Entretanto, urgia fortificar-se a praça. O Grande Michu foi aclamado general. Mandou que levássemos e amontoássemos as mesas de encontro às portas. Recordo-me que todos tínhamos nas mãos as nossas facas de mesa. E a Marselhesa troava sempre A revolta tomara ares de revolução. Pareceu-nos que tinham ido chamar a polícia. Bastaram essas três horas de berreiro para nos acalmar.
Havia no fundo do refeitório duas grandes janelas que davam para o pátio. Os mais timoratos, espantados pela longa impunidade em que nos deixavam, abriram sorrateiramente uma das janelas e foram se esgueirando. Pouco a pouco, os outros alunos os foram imitando. Em breve, o Grande Michu não teve mais do que uma dezena de revoltosos junto a si. Então, com voz áspera, lhes disse:
—Vão ter com os outros. Basta um culpado.
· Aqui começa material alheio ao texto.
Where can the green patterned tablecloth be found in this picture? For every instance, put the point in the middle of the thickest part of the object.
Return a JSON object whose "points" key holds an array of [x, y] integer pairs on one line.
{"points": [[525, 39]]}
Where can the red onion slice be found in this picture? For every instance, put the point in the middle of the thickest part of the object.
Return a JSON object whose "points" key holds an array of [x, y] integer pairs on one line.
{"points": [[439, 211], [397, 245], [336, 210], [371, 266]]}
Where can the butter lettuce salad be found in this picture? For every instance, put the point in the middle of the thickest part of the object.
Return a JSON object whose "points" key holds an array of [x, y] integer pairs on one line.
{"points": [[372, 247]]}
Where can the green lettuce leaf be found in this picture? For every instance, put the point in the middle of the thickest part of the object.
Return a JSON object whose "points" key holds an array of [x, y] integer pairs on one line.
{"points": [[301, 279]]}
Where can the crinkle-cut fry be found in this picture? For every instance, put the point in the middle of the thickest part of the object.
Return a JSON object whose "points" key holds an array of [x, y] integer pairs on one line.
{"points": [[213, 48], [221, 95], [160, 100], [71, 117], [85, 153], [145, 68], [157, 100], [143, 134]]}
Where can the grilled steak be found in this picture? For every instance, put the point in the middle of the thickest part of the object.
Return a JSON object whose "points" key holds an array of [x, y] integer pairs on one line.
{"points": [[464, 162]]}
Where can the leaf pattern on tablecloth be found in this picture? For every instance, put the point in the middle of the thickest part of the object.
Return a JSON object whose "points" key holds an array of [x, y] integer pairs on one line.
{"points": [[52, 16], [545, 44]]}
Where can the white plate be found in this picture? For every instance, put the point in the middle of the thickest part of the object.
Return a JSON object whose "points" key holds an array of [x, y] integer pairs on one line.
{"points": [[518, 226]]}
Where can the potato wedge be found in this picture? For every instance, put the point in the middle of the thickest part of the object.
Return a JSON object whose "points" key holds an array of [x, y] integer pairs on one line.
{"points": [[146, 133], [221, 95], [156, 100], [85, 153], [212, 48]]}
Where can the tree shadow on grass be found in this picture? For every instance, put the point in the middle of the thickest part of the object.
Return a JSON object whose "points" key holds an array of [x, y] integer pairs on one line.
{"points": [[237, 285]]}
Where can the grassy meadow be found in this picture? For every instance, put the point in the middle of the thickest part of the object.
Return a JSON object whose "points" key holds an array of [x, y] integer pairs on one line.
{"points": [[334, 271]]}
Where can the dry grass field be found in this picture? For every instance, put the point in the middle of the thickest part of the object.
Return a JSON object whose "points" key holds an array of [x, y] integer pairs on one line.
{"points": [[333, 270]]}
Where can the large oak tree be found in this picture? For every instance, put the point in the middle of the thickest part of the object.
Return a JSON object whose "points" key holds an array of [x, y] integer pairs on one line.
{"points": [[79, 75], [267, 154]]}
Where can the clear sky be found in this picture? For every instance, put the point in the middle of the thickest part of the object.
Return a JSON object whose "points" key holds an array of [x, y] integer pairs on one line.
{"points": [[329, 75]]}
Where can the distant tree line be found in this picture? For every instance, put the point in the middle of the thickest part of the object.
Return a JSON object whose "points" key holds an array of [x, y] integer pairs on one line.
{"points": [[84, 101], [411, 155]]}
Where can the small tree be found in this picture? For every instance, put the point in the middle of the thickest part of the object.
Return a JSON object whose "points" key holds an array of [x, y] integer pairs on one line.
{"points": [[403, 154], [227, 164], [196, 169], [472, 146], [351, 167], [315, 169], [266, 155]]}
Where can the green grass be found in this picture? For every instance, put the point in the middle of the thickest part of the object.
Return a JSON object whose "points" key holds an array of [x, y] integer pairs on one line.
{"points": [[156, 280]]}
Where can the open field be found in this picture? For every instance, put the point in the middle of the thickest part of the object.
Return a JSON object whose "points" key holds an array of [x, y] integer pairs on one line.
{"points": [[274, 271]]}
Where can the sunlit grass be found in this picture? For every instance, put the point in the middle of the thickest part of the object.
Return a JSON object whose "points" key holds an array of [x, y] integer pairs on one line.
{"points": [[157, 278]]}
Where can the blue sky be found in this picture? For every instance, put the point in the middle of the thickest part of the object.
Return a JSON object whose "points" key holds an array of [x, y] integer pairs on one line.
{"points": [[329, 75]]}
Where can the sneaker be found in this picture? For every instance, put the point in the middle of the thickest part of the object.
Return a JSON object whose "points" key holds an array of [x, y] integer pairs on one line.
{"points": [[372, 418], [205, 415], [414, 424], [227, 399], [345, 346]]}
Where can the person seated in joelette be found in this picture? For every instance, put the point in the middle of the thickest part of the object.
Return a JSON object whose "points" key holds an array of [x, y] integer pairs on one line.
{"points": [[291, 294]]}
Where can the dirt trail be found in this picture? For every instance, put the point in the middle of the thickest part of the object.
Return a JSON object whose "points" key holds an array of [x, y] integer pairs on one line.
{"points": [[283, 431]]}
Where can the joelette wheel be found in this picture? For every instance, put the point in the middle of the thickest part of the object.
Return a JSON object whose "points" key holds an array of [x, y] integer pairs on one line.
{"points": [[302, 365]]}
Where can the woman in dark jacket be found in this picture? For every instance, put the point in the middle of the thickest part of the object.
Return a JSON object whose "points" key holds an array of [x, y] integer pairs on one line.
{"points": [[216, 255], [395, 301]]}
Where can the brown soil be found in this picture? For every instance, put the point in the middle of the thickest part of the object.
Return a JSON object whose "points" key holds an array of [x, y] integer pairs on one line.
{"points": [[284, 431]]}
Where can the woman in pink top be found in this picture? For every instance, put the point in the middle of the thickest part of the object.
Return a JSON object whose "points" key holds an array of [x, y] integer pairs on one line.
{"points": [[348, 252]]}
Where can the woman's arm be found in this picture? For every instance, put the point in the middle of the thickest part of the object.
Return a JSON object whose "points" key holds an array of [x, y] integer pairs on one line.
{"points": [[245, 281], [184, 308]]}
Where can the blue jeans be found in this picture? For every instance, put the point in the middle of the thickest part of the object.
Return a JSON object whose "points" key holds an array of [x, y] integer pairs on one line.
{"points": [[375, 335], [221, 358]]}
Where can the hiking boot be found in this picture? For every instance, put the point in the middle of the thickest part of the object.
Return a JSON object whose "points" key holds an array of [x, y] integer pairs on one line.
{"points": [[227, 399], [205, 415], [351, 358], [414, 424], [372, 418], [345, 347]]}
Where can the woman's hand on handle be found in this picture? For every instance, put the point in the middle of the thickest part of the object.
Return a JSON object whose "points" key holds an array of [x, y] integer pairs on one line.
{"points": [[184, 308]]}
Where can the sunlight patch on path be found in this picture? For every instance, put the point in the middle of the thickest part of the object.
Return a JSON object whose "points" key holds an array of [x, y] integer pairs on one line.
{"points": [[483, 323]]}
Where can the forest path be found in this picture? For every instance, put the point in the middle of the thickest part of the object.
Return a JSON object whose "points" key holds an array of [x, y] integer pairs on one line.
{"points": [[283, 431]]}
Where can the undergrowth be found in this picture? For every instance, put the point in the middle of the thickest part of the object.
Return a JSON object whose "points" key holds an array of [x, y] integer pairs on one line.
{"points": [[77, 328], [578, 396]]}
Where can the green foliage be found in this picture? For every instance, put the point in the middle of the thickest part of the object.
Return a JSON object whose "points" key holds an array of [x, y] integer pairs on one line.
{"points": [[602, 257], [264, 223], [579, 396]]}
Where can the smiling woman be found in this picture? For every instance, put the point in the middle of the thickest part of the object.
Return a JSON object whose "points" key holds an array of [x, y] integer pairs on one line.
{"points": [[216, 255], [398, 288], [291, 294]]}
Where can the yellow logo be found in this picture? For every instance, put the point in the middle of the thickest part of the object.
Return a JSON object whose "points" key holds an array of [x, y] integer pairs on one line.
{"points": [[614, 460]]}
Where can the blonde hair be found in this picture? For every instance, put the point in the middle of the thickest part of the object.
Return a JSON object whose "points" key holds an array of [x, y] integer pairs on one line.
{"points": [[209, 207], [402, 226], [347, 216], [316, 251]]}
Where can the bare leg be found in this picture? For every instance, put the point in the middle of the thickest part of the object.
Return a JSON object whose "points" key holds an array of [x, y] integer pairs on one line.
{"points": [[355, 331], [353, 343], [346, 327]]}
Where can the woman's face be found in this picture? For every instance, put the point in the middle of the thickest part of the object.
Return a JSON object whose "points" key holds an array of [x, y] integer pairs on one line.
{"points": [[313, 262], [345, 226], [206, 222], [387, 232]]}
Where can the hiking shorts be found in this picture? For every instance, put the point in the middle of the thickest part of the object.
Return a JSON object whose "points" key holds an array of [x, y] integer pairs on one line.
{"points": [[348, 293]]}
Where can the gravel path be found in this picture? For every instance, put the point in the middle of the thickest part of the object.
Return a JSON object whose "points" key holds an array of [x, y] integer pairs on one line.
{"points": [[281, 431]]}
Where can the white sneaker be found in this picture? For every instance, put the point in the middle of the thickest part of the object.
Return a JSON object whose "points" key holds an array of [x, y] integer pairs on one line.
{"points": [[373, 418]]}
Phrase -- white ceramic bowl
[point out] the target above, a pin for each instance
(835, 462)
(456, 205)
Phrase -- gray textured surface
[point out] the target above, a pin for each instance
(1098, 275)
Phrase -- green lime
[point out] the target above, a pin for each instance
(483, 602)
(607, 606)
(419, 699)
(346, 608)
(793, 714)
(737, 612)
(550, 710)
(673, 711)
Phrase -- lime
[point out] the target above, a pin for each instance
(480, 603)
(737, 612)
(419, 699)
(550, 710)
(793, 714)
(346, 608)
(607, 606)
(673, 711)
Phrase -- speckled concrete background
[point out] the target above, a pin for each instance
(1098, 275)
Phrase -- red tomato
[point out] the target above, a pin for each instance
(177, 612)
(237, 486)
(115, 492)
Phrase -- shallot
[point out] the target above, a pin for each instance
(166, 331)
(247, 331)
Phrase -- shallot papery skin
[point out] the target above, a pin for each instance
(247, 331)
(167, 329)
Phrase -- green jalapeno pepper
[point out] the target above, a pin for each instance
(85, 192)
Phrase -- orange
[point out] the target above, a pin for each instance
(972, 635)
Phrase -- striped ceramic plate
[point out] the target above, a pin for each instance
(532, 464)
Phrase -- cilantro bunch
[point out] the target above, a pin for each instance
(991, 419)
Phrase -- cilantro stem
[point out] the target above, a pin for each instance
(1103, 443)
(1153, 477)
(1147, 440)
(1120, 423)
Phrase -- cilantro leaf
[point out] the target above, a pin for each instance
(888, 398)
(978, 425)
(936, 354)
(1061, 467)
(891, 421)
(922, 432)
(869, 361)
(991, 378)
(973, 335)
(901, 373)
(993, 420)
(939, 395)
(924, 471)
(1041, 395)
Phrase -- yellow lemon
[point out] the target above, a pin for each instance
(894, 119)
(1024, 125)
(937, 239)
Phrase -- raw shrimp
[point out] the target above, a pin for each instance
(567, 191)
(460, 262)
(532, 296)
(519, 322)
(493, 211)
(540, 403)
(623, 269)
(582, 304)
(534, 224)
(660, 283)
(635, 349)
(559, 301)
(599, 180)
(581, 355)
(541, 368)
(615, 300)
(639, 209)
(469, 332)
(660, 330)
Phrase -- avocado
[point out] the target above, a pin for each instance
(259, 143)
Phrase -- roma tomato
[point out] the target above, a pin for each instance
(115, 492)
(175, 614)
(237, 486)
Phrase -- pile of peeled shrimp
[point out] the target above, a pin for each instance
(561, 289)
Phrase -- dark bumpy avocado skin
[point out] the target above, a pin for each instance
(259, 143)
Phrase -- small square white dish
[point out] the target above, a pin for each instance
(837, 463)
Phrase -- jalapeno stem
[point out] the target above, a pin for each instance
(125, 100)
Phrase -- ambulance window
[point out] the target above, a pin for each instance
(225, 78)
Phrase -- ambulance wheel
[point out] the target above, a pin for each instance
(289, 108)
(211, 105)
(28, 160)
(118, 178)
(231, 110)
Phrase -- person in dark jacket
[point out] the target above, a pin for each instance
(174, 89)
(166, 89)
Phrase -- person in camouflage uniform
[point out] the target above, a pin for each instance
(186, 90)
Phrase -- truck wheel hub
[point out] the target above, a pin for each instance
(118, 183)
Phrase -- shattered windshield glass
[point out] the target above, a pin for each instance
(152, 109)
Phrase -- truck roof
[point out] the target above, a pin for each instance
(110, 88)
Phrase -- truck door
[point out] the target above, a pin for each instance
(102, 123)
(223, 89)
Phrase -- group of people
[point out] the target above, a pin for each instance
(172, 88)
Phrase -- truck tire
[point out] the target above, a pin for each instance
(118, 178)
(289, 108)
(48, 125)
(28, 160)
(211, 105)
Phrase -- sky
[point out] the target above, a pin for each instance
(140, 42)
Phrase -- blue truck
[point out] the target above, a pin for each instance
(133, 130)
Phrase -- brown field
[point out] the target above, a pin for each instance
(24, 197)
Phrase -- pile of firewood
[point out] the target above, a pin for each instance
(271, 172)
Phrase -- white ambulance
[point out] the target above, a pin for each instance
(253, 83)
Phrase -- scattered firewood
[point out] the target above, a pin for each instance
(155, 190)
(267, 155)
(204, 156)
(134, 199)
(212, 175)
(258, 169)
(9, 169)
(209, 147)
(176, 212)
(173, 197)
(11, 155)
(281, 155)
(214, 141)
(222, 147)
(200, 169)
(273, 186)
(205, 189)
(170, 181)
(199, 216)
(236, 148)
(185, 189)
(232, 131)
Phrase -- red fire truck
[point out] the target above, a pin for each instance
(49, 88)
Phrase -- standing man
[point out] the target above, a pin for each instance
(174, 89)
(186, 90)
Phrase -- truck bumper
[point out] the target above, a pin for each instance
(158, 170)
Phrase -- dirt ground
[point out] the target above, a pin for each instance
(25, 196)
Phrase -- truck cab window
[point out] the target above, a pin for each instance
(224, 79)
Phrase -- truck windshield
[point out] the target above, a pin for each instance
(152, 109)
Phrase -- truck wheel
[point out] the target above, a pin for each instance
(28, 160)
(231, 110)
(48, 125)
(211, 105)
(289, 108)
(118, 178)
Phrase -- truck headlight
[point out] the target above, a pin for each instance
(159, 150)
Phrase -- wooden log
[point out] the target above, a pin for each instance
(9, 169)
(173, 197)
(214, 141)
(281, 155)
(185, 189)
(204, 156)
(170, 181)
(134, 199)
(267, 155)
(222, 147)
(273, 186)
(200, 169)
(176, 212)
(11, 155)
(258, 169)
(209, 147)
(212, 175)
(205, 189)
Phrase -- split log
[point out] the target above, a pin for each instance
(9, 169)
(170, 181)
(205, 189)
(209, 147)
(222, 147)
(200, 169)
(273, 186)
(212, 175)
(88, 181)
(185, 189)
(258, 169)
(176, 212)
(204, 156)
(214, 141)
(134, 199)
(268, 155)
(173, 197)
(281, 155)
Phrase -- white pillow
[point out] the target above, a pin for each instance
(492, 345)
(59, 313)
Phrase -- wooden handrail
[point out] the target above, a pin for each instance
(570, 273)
Depois, dirigindo-se a mim, acrescentou:
—Desligo-te do juramento que fizeste, ouviste?
Quando os soldados arrombaram uma das portas, acharam o Grande Michu, sozinho, sentado sossegadamente à cabeceira de uma das mesas, rodeado de louça quebrada. Na mesma noite, foi ele expulso do colégio e remetido a seu pai. Quanto a nós, pouco lucramos com a revolta. Por algumas semanas, deixaram de servir-nos bacalhau e feijão. Depois, reapareceram, porém, disfarçados: o bacalhau preparado com molho branco e o feijão com... molho pardo.
VI
Muitos anos depois, tornei a encontrar o Grande Michu.
Não pudera continuar os estudos. Por sua vez, cultivava as terras que seu pai lhe deixara quando morreu.
—Eu teria sido um péssimo advogado ou um mau médico — disse-me ele. —
Minha cabeça era por demais dura. Melhor é que seja lavrador. Desta vida entendo eu... Sem embargo disto, fizeram-me vocês uma boa! Eu gostava tanto do bacalhau e do feijão!
Fonte: “Annuario da Provincia do Rio Grande do Sul para o Ano de 1889”/RS, Ed. Gundlach & Cia Livreiros, Porto Alegre, 1888.
Fizeram-se breves adaptações textuais.
Ilustração: Wilhelm Schütze (1840-1898).